Because Ernest never left things to chance.
There must be something in that strongbox he didn’t want Percy to see but he did want the two brothers to see.
What? And why now? If the missing tiara or torque really were inside, as protected assets, no one could legally sell them – so what was Ernest playing at?
She couldn’t see the plan yet – but with Ernest, there was always a plan.
They followed Ernest, Hugo’s brogues striking the flagstones in step with Marmalade’s click clacking paws, while Hamish muttered about Tudor trunks.
Christina’s mind whirred imagining what was in the box – she’d never touched a tiara, and she would love to handle the torque, admire its craftmanship.
The corridor narrowed, the noise of the auction preparations receding as they moved away from the bustle. As they passed the drawing room, Hugo disappeared. Christina glanced at her watch – nearly noon.
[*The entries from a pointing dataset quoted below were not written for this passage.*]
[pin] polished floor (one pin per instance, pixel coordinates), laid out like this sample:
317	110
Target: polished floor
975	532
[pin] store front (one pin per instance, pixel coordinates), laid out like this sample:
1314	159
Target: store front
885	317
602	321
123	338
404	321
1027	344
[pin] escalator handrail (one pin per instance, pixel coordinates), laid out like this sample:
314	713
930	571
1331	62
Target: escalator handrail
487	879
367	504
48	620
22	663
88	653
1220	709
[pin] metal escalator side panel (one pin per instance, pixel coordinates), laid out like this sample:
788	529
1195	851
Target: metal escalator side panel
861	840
The strongbox waited at the end of the north corridor, tucked into a recess in the panelling like it had grown there.
Squat, square, and roughly the length of a suitcase, it looked heavy enough to snap a toe.
Thick iron bands criss-crossed its darkened timber, each fixed with hand-forged rivets; age had softened the metal to a mottled grey brown.
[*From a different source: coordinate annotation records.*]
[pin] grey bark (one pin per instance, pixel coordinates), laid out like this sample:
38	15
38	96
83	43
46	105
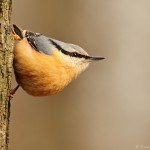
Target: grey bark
6	56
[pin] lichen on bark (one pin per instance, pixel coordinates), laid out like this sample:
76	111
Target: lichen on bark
6	56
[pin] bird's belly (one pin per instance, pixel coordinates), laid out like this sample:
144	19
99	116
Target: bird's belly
39	81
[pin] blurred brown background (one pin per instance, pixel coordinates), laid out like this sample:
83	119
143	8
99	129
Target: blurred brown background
108	106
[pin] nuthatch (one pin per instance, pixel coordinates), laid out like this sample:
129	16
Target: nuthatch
44	66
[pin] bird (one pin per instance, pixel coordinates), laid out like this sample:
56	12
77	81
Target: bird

At its centre sat a worn brass escutcheon, its keyhole dark as a staring pupil.
‘Seventeenth century,’ Hamish murmured, crouching beside it. ‘Stuart, I’d say. Look at the ironwork, too uniform to be Tudor, and this style of rivet came in decades later.’ His voice had that familiar note of satisfaction he reserved for being right.
Christina watched him run a fingertip along the nearest iron band, his expression sharpening with curiosity. She knew that look; he wasn’t admiring the strongbox anymore; he was hunting for a way in.
He tested the lock first, gently, almost absently, then shifted his attention to the corners. He pressed along the seams, tapped the sides with his knuckles, pushed against a panel with the heel of his hand.
‘These old smiths loved a secondary catch . . .’ he murmured, ‘sometimes a false panel.’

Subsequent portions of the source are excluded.